So, I do a lot of editing website data and HTML in Google Sheets. A lot of the time it’s a lot of old stuff that someone else populated, sometimes it’s been extracted from a vendor website, and it’s almost always in need of some sort of repair.
Recently I came across this beauty:
Which made me think about a way that I would first need to wipe all of the HTML. Usually, I would just do a Find and Replace for <br /> or <p> tags and knock them out one at a time, but as you can see from the image. This is a particularly special case, and I found this solution over on Stack Overflow that I’d like to share here for my own personal use and to hopefully help out anyone else who experiences this problem.

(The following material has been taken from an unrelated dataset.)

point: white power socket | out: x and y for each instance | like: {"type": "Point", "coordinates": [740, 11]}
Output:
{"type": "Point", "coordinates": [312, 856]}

In the Stack Overflow post, they mention 2 ways of accomplishing this, but I’m only going to go over one of them (and modify it a bit):
=REGEXREPLACE(A1,"</?[^<>]*>","")
So looking at what Google says about this tag (REGEXREPLACE(text, regular_expression, replacement)), it’s pretty easy to see what we’re doing. Here, the text refers to the cell we’re searching for HTML in (here we used A1, but the cell in my example image would have been K14625), and replacement is telling it to be empty, but what’s going on in the regular_expression?

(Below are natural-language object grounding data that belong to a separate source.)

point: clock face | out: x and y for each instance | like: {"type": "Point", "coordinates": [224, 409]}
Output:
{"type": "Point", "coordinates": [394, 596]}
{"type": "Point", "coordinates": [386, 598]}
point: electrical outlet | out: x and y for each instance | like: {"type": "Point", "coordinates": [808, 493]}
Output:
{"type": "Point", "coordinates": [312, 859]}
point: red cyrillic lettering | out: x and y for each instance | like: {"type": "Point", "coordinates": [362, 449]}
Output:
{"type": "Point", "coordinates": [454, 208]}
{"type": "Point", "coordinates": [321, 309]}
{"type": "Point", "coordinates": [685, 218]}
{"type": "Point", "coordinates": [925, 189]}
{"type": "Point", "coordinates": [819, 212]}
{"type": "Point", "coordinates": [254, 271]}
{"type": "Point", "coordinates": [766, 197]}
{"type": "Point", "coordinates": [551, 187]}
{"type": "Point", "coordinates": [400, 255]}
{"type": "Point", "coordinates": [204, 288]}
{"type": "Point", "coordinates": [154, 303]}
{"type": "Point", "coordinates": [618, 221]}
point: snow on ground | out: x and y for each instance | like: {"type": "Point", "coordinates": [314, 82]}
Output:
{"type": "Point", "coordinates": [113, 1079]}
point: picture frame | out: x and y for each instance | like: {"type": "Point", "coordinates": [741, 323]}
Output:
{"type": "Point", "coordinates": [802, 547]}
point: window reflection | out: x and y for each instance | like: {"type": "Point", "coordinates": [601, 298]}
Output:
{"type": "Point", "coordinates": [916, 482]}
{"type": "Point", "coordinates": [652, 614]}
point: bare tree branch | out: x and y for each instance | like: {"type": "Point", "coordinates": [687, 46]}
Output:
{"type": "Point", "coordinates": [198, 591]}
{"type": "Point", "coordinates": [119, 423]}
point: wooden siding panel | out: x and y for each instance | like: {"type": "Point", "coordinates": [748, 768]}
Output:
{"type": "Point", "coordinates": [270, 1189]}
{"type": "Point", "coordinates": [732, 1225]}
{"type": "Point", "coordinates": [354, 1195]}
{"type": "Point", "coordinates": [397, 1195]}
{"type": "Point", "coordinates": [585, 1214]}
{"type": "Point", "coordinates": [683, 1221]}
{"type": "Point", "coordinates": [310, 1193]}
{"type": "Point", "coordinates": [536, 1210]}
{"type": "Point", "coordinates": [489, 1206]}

- </? = Finds all lesser than symbols to make them the starting point
- [^<>] = Negates the character class, causing it to match a single character not listed in the character class (greater than & lesser than).
- *> = Finds all greater than symbols to make that the stopping point (the asterisk helps it to ignore everything after the greater than)
If you go back into the original post, you’ll see that I removed the \S+ in the middle which I believe tells it to ignore whitespace, but that wasn’t relevant for what I was trying to accomplish, and my expression seemed to work just fine. If you’re experiencing problems, try it with the \S+ which can be found using the link above.